On the 89th anniversary of the Great Kanto Earthquake, Japan held nationwide earthquake readiness drills as part of their Disaster Prevention Day. The drills were based on the scenario of a magnitude 7.3 earthquake striking northern Tokyo Bay.
The drills were designed to help prepare officials, citizens and various agencies for a worst case scenario if a major earthquakes struck the Tokyo area. The drills were a joint effort by Yokohama, Tokyo and seven other nearby municipalities which simulated an earthquake centered in the Tokyo area. Another drill was held to prepare for any potential major earthquake that the southwestern Japan region of Nankai Trough according to Xinhuanet.com.
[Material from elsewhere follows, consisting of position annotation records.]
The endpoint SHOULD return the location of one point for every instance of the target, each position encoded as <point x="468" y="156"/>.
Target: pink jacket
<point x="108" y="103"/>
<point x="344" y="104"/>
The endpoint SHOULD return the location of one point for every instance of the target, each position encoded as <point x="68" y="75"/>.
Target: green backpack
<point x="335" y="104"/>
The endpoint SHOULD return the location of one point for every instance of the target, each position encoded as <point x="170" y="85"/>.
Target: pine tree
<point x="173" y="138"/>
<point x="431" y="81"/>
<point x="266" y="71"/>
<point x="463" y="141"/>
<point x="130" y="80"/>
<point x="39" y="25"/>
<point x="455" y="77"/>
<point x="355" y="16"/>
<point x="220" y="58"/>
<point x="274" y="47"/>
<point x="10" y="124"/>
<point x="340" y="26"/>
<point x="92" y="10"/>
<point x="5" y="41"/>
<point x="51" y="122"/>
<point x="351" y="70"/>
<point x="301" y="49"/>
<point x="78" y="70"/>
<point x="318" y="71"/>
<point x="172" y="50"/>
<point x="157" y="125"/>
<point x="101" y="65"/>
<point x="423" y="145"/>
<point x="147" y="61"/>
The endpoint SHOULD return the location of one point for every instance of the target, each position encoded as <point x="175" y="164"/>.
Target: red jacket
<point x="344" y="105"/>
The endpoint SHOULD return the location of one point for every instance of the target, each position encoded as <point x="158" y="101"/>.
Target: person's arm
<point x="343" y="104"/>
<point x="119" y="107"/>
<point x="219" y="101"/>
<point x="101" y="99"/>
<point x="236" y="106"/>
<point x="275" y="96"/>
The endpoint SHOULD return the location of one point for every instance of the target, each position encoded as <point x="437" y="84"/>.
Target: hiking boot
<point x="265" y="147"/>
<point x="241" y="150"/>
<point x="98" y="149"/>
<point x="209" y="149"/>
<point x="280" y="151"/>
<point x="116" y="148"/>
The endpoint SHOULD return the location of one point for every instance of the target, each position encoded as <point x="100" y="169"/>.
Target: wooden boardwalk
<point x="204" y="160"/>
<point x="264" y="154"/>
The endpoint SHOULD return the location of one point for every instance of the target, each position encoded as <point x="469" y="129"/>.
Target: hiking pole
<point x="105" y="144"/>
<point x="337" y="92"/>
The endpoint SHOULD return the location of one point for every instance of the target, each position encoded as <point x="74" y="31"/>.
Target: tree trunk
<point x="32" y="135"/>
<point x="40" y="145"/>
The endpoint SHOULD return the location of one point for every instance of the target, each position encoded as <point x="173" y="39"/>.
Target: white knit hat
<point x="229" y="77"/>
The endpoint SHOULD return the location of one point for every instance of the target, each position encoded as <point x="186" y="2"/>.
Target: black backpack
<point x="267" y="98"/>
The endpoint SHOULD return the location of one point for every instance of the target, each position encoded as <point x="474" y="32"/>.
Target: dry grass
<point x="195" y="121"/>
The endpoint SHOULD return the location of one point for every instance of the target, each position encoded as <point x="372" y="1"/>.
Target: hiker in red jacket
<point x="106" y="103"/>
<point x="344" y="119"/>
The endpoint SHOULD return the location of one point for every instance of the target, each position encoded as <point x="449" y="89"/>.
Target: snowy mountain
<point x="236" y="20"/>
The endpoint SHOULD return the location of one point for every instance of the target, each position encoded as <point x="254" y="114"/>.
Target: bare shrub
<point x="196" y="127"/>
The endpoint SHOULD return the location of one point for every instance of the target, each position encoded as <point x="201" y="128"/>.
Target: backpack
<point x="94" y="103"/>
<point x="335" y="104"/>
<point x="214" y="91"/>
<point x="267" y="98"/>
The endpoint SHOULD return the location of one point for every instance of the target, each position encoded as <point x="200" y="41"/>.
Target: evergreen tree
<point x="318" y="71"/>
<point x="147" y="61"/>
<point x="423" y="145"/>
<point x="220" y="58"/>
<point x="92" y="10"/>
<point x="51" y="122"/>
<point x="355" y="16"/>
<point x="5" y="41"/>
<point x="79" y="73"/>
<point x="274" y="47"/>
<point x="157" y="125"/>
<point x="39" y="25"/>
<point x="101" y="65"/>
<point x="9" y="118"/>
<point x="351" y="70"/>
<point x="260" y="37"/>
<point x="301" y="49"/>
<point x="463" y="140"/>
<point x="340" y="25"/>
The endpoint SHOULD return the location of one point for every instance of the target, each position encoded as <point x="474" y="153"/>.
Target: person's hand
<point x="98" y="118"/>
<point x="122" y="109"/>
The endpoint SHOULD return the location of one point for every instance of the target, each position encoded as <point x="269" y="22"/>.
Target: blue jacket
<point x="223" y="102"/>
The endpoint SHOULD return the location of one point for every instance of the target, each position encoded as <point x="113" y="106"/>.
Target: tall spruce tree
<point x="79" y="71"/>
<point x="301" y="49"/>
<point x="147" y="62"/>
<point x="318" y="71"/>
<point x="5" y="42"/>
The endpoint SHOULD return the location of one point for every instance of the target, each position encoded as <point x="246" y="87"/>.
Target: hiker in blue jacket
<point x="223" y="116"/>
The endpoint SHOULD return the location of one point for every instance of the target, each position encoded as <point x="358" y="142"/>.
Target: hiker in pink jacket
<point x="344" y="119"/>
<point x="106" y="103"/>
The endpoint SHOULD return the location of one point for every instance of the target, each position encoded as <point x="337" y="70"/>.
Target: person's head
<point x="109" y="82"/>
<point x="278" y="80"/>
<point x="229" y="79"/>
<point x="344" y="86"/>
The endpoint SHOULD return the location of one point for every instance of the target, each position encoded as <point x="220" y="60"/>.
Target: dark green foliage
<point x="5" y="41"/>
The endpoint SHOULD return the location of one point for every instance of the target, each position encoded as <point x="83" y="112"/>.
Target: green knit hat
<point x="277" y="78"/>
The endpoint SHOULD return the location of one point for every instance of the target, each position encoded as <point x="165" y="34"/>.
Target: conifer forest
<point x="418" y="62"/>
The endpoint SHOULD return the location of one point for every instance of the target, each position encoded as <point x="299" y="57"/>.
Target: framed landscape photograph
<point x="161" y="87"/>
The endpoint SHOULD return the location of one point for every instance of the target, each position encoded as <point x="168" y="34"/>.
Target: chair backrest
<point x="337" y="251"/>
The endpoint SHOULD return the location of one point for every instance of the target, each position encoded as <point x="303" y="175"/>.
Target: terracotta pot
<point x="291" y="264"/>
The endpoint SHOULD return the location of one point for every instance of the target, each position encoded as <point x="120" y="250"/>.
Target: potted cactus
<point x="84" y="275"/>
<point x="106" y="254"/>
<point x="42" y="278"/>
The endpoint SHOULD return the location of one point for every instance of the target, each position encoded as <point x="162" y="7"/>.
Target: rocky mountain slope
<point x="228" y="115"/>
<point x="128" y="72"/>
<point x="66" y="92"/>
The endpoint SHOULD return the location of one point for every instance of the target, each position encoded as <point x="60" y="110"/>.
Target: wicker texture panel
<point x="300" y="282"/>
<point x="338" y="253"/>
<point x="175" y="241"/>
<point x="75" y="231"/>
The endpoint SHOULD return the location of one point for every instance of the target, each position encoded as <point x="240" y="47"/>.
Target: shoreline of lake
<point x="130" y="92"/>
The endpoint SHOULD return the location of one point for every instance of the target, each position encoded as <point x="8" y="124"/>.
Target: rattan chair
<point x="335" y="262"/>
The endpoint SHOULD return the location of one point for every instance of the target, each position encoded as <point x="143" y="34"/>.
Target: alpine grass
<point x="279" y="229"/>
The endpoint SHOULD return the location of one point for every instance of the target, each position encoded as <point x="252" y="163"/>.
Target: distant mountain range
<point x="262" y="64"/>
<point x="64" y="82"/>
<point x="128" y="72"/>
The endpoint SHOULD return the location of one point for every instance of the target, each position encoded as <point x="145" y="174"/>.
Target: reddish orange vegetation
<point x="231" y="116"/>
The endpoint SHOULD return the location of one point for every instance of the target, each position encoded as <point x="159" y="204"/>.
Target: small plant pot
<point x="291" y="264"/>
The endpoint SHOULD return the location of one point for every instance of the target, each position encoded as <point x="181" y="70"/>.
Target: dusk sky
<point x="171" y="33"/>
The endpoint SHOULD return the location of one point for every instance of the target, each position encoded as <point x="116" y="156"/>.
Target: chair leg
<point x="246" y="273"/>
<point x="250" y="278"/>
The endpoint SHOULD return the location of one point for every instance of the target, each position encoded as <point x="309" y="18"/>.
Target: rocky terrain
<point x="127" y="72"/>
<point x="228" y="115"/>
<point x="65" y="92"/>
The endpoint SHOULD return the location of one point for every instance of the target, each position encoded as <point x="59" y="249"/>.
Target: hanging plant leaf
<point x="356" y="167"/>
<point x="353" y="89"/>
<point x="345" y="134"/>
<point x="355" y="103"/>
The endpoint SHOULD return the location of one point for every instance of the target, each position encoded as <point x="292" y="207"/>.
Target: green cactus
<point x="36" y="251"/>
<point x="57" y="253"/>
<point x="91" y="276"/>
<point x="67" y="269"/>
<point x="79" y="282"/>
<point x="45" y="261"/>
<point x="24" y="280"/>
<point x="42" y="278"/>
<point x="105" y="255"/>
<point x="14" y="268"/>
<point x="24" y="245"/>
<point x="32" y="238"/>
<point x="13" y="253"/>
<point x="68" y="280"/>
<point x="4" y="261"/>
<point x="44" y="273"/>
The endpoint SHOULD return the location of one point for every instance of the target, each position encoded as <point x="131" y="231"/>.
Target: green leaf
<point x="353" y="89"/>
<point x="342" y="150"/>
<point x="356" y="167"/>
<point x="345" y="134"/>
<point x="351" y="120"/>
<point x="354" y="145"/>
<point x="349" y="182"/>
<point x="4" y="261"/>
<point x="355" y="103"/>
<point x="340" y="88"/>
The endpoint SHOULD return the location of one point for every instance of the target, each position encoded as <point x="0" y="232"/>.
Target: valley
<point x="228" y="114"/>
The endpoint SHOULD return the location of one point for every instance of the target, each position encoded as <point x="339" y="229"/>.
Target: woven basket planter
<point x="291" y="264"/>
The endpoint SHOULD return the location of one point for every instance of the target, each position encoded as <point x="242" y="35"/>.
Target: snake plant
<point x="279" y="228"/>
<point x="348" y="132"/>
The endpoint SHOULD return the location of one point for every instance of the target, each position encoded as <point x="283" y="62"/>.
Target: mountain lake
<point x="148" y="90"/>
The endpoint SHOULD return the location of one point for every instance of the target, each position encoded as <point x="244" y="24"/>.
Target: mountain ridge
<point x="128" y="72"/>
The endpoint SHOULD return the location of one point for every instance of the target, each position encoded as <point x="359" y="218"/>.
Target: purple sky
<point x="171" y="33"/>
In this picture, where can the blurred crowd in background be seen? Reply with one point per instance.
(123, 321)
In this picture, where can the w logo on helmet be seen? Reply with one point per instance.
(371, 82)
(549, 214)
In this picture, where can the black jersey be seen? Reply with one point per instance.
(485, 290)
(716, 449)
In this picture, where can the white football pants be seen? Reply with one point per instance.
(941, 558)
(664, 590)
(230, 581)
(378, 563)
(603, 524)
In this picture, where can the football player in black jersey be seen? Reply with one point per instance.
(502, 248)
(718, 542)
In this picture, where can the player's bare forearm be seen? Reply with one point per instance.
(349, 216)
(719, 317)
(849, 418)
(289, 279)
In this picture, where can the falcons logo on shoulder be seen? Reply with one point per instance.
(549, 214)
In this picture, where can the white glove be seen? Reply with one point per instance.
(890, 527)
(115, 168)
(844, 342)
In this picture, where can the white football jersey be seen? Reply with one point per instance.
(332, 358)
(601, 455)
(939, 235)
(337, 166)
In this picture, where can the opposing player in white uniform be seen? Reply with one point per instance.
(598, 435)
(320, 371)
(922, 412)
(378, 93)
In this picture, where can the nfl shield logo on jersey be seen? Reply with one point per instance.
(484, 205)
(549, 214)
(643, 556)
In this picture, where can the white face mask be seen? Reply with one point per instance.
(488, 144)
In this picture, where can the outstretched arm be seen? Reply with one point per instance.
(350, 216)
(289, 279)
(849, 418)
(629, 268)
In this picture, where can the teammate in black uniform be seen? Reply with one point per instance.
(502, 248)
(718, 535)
The Japan TImes reports 387,000 people participated in the drills. Those participating included government officials, residents in Tokyo and 39 other prefectures and the US Air Force, which teamed up with Japan's Self-Defense Forces to practice logistic support plans. The drills come after the Japanese government reported Wednesday that an estimated 323,000 people could be killed if a 9.0 earthquake occurred, Japan Today reports.
On March 11, 2011 a 9.0 earthquake hit Japan. The earthquake and ensuing tsunami left an estimated 19,000 dead or missing. That same earthquake caused a meltdown of reactors at the Fukushima nuclear plant. A Bloomberg report says that more than 340,000 people are still living in temporary homes since that earthquake and tsunami struck. Of the 22.5 tons of debris resulting from the disaster, only 6 percent has been removed from the affected areas.
A helicopter rescue is part of the disaster readiness drill in Japan.
quotes Nobuyuki Kobayashi, a participant in the drill, as saying "If roads and telecommunications are severed, we can't save lives that would otherwise be saved. That's why it's important to carry out drills using a helicopter." Tsuneko Sato, another drill participant, said, "Because another tsunami advisory warning was issued last night [due to a strong earthquake occurring off the Philippines], I was so worried I couldn't go to sleep."
Isao Nakagawa, a resident of Meguro Ward who took part in the drills, expressed concern over citizens ability to handle the practiced scenario should it become a reality. The Japan Times quotes him as saying "I wonder if we'll be able to act as calmly as we did today if a real quake strikes. When such a day comes, firefighters won't be here to guide us and we'll have to help each other to extinguish the fires." He went on to say he and his neighbors are rethinking their current disaster plans, pointing out "There are no fire hydrants on the street where I live. so it would be extremely difficult to extinguish a fire. We need to hold discussions and consider the best way to prepare for a disaster."